Treatment goals and planned outcomes
Soft tissue defects of the head, neck, and anterior chest wall often call for thin pliable tissue. Deltopectoral flaps, latissimus dorsi flaps, and other muscle flaps often do not provide adequate skin islands and may sacrifice muscles important for function in some patients. Other patients have already undergone failed reconstructions or have had recurrences with need for a new reconstruction. The expanded IMAP provides another option for these difficult reconstructions and provides thin pliable tissue with skin. Tissue expansion in particular provides a delay phenomenon, decreases the arc of rotation and allows for larger flaps with less donor site morbidity and avoidance of skin grafting.

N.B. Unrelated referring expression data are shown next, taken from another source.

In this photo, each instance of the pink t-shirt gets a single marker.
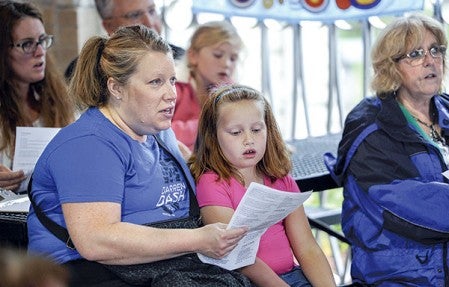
(274, 248)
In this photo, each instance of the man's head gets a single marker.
(117, 13)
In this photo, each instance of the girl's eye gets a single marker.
(156, 82)
(235, 133)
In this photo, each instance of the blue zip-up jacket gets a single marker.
(396, 200)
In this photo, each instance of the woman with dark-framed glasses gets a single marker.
(32, 93)
(392, 160)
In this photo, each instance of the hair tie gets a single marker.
(100, 50)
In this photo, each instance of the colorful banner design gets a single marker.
(312, 10)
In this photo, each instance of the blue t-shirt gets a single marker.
(92, 160)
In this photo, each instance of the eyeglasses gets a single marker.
(29, 46)
(416, 57)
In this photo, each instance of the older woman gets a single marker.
(32, 92)
(113, 178)
(391, 158)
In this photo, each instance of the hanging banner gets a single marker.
(294, 11)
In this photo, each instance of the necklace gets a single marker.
(434, 134)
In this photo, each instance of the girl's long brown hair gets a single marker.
(207, 154)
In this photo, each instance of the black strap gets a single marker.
(62, 234)
(194, 210)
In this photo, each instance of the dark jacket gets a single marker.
(396, 200)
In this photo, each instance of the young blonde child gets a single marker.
(239, 142)
(211, 59)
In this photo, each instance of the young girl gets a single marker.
(211, 60)
(239, 142)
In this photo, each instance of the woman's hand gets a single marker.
(10, 179)
(219, 241)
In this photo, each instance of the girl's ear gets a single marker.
(115, 88)
(192, 57)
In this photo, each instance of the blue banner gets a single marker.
(294, 11)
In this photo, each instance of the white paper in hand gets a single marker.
(260, 207)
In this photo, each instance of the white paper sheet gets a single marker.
(260, 207)
(30, 143)
(11, 202)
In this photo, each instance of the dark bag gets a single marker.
(186, 270)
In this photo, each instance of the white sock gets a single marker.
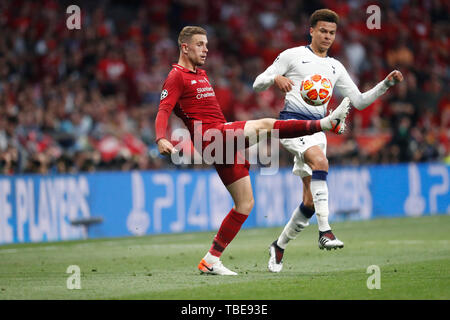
(209, 258)
(319, 190)
(295, 225)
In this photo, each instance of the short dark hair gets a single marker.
(187, 33)
(323, 15)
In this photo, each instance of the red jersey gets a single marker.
(192, 98)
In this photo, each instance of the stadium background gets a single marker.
(77, 107)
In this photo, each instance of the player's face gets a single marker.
(323, 35)
(197, 49)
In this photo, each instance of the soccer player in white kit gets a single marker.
(310, 161)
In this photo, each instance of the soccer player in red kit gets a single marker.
(188, 92)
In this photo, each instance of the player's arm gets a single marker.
(274, 74)
(172, 89)
(362, 100)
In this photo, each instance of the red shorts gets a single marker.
(230, 173)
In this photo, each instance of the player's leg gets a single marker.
(315, 158)
(296, 128)
(238, 183)
(299, 220)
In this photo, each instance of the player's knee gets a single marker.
(319, 163)
(266, 124)
(245, 206)
(309, 203)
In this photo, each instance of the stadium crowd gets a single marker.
(86, 100)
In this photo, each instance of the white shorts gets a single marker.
(298, 146)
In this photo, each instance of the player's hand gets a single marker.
(283, 83)
(393, 78)
(165, 147)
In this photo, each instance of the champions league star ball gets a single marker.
(316, 90)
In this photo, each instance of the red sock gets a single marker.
(296, 128)
(228, 229)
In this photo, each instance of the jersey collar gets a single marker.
(309, 47)
(181, 68)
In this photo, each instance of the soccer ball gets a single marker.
(316, 90)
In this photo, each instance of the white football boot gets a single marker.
(215, 268)
(335, 121)
(276, 257)
(328, 241)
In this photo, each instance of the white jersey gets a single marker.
(299, 62)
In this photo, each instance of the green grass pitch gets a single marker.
(413, 255)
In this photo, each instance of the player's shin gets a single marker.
(299, 220)
(319, 191)
(228, 230)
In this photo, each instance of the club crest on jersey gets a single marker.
(164, 94)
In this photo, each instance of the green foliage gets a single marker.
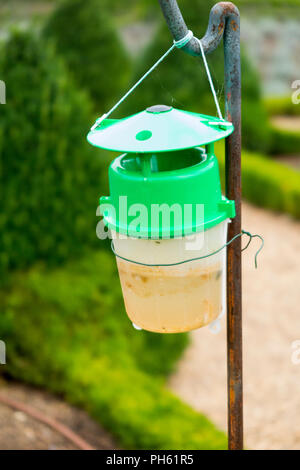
(50, 177)
(94, 54)
(181, 80)
(281, 105)
(267, 183)
(67, 330)
(284, 142)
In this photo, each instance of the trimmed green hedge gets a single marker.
(281, 105)
(66, 330)
(86, 39)
(267, 183)
(284, 142)
(50, 177)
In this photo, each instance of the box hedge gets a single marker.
(66, 330)
(89, 44)
(50, 177)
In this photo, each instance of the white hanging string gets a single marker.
(176, 44)
(211, 83)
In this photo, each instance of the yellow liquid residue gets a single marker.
(171, 299)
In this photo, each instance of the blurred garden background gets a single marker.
(62, 317)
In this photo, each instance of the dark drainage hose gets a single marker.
(50, 422)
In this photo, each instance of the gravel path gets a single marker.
(271, 300)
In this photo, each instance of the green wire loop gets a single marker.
(243, 232)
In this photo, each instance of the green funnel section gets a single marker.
(184, 186)
(167, 183)
(158, 129)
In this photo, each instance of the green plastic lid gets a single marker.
(158, 129)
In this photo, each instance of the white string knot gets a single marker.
(184, 41)
(176, 44)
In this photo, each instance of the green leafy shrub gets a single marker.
(284, 142)
(67, 331)
(89, 45)
(181, 80)
(281, 105)
(267, 183)
(50, 177)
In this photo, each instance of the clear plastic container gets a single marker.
(173, 299)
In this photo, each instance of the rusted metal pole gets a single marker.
(224, 22)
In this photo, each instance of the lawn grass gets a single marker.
(66, 330)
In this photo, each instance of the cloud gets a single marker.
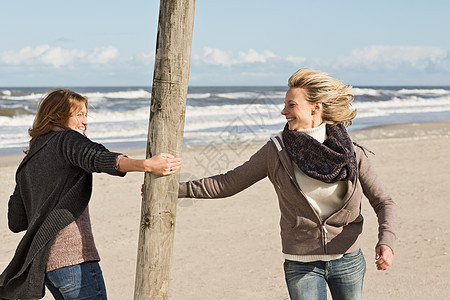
(213, 56)
(390, 58)
(102, 55)
(57, 56)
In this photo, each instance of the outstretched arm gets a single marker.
(383, 257)
(161, 164)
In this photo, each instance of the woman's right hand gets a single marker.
(162, 164)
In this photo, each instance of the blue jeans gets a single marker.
(82, 281)
(344, 276)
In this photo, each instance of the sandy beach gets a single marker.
(230, 248)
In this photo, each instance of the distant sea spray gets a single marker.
(118, 116)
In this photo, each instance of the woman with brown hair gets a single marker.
(320, 176)
(50, 202)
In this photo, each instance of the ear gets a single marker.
(317, 108)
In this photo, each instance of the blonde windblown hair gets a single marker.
(335, 96)
(55, 108)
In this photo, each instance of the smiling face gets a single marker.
(299, 112)
(78, 119)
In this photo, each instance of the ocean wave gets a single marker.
(132, 94)
(404, 101)
(5, 92)
(199, 96)
(430, 92)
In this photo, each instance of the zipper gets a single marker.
(324, 231)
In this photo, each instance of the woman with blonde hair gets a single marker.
(50, 202)
(320, 176)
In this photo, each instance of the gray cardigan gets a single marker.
(53, 187)
(303, 232)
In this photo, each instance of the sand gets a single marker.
(230, 248)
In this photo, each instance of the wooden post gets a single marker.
(166, 127)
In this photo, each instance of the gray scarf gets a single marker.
(332, 161)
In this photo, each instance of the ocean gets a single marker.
(118, 116)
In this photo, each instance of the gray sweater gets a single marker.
(303, 232)
(53, 187)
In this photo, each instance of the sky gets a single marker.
(56, 43)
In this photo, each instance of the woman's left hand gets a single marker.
(383, 257)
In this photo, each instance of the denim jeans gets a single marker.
(344, 276)
(82, 281)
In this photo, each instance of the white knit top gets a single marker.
(325, 198)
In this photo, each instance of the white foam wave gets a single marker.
(366, 91)
(6, 92)
(424, 91)
(408, 101)
(239, 95)
(31, 96)
(199, 96)
(133, 94)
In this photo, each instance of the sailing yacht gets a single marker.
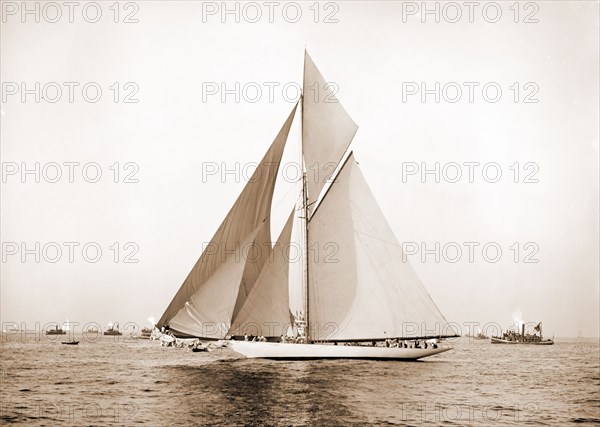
(366, 302)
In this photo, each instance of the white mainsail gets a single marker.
(327, 129)
(214, 290)
(266, 309)
(359, 286)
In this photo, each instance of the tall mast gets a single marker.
(305, 214)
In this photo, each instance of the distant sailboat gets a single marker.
(113, 330)
(366, 303)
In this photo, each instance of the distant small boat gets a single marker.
(513, 337)
(145, 334)
(480, 336)
(56, 331)
(113, 330)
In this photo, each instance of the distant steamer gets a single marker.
(512, 337)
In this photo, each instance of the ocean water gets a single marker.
(119, 381)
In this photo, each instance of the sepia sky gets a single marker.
(540, 132)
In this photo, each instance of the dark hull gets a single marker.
(501, 341)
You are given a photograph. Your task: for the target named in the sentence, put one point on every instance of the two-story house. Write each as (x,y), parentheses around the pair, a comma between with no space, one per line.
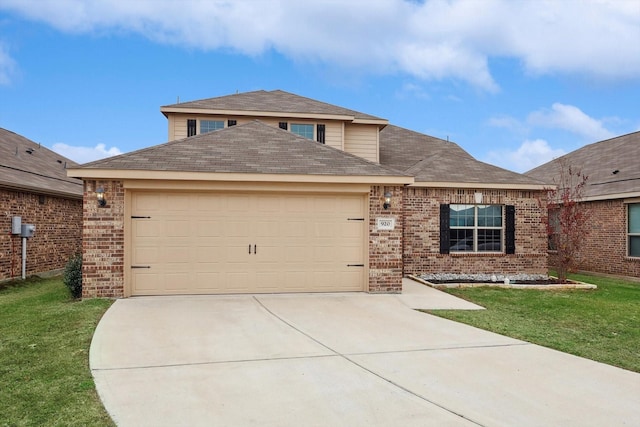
(268,191)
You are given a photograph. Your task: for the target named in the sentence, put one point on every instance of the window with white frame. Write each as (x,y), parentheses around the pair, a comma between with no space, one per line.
(210,125)
(633,228)
(475,228)
(304,130)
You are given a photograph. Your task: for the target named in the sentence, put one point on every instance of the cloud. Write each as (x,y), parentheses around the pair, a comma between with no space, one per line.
(529,155)
(430,40)
(7,66)
(85,154)
(572,119)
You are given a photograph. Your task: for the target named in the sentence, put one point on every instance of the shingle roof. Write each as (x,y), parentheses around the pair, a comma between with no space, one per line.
(26,165)
(276,101)
(254,147)
(431,159)
(599,161)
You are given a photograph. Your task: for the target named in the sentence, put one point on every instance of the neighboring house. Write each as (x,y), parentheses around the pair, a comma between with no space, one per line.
(34,186)
(273,192)
(612,195)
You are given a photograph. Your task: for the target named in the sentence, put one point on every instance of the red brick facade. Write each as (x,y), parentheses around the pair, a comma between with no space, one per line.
(385,246)
(422,233)
(103,241)
(58,235)
(604,249)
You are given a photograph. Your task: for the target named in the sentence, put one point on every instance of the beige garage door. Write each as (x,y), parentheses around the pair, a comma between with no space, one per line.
(204,243)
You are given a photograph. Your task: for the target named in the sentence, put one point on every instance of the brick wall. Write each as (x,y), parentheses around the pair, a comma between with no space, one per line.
(385,246)
(604,248)
(103,241)
(422,233)
(58,222)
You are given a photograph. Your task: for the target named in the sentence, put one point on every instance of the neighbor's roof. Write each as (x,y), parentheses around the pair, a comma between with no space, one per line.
(26,165)
(612,167)
(251,148)
(271,103)
(435,161)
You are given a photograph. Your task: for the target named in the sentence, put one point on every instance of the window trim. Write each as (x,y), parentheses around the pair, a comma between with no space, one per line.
(507,229)
(628,230)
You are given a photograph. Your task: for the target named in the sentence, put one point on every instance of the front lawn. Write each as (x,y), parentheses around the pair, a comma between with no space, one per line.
(44,356)
(602,324)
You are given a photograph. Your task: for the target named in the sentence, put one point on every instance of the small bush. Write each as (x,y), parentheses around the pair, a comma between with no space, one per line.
(73,275)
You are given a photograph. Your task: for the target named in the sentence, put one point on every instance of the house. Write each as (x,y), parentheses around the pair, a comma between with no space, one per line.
(612,194)
(268,191)
(34,186)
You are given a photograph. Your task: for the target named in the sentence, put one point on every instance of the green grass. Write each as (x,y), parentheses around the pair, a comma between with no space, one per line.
(44,356)
(602,324)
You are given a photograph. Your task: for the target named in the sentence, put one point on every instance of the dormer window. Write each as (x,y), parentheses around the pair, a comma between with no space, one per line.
(210,125)
(304,130)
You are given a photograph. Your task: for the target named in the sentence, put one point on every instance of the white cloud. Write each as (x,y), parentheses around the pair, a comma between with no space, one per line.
(572,119)
(85,154)
(526,157)
(7,66)
(434,39)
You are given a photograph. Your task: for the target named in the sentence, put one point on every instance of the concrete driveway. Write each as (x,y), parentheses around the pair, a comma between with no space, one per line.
(339,360)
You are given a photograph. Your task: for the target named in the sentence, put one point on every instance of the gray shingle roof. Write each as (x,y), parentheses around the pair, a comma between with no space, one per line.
(598,161)
(431,159)
(26,165)
(254,147)
(276,101)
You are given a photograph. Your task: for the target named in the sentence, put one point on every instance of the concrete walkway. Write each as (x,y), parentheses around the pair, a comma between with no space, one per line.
(339,360)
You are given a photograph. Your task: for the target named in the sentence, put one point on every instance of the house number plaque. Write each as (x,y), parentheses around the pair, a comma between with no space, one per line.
(385,223)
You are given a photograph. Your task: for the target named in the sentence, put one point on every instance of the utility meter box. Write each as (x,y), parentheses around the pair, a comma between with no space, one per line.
(16,225)
(28,230)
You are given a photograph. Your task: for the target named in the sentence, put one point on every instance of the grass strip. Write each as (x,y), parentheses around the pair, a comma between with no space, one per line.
(44,356)
(601,325)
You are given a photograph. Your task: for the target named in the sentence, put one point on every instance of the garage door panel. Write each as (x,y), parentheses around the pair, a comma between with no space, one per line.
(207,244)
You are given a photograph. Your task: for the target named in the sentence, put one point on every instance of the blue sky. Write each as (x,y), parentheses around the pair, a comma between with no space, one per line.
(515,83)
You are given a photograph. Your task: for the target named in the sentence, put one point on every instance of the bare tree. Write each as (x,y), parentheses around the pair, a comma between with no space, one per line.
(567,217)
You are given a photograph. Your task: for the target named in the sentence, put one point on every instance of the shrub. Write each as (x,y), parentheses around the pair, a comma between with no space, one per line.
(73,275)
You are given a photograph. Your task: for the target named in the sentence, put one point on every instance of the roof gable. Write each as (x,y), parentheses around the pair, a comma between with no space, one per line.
(276,101)
(251,148)
(612,166)
(26,165)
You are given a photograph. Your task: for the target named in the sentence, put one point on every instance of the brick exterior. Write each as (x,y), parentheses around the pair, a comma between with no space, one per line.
(604,249)
(422,233)
(58,222)
(103,241)
(385,246)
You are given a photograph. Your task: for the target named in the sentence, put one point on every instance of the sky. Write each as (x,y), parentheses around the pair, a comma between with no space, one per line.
(515,83)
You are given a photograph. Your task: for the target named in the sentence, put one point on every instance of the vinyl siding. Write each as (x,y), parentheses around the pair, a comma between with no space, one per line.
(362,140)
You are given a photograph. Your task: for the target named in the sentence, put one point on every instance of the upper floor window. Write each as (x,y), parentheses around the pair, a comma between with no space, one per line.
(634,229)
(304,130)
(210,125)
(475,228)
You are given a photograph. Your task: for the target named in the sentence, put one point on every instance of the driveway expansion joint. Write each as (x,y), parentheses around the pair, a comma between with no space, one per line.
(347,358)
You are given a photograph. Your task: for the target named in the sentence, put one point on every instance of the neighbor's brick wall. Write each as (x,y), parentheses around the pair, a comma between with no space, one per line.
(604,248)
(422,233)
(385,247)
(58,222)
(103,241)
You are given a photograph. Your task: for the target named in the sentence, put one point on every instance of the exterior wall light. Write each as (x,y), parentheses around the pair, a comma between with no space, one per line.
(100,196)
(387,200)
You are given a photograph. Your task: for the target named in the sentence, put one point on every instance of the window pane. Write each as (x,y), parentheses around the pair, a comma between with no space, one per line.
(634,218)
(490,216)
(210,125)
(461,240)
(489,240)
(461,216)
(634,246)
(305,131)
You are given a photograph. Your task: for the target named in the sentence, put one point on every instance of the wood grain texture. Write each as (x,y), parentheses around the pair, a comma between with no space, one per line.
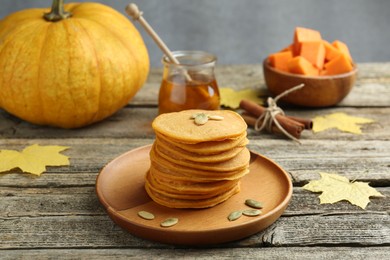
(58,215)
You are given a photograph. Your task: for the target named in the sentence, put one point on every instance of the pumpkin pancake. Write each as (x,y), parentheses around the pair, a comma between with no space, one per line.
(239,162)
(197,165)
(189,188)
(189,203)
(180,127)
(183,173)
(210,147)
(194,157)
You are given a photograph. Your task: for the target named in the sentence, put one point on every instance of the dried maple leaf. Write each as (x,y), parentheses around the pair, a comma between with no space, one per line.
(33,159)
(336,188)
(231,98)
(341,121)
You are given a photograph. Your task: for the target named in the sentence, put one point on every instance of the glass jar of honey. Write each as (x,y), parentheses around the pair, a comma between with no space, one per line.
(190,84)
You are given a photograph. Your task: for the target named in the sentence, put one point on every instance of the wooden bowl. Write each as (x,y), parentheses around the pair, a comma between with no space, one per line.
(319,91)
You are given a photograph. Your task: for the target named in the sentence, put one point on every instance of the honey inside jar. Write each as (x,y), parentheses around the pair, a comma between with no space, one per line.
(190,84)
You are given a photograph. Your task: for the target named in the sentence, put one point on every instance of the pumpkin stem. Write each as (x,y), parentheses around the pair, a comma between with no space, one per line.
(57,12)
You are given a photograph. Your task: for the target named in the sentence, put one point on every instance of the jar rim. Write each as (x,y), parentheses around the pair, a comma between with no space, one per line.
(191,58)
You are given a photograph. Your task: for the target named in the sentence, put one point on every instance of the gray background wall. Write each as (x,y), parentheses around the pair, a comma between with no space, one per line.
(245,31)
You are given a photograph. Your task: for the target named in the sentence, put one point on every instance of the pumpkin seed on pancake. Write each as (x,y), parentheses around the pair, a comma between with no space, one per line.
(180,126)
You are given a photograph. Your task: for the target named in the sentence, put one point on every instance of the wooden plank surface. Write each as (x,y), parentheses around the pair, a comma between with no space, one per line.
(57,215)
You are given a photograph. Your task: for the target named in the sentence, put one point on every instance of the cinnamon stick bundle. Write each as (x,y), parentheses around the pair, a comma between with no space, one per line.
(293,125)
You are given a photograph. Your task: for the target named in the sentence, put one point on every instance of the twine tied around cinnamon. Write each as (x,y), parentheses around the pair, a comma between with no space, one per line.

Due to the delay of weeks to months required for tissue expansion, this technique is not applicable for reconstructions that must be performed urgently.
Preoperative planning and preparation
All candidates for reconstruction should undergo a complete history and thorough physical examination. Patients undergoing major head and neck surgical procedures frequently have significant comorbidities that increase their risk for perioperative complications. History of tobacco/alcohol abuse, previous radiation, cardiac or pulmonary disease, and nutritional status should be investigated. A precise surgical history should be obtained. Preoperative perforator mapping is essential to surgical success. Use of CT angiogram to identify critical vascular territories helps guide intervention (see Fig. 1 ). Flap design should be based on the axial anatomy of the IMA perforator’s linking vessels, which course horizontally and obliquely across the chest wall ( Fig. 3 ). Preoperative mapping of the perforators can be performed using pencil Doppler to identify the perforators seen on CT angiography. Maximal flap length is gained by designing the flap in an inferior oblique direction ( Fig. 4 ). It is critical to balance the choice of flap orientation for length, the arc of rotation, and choice of a vigorous perforator to ensure a viable reconstruction.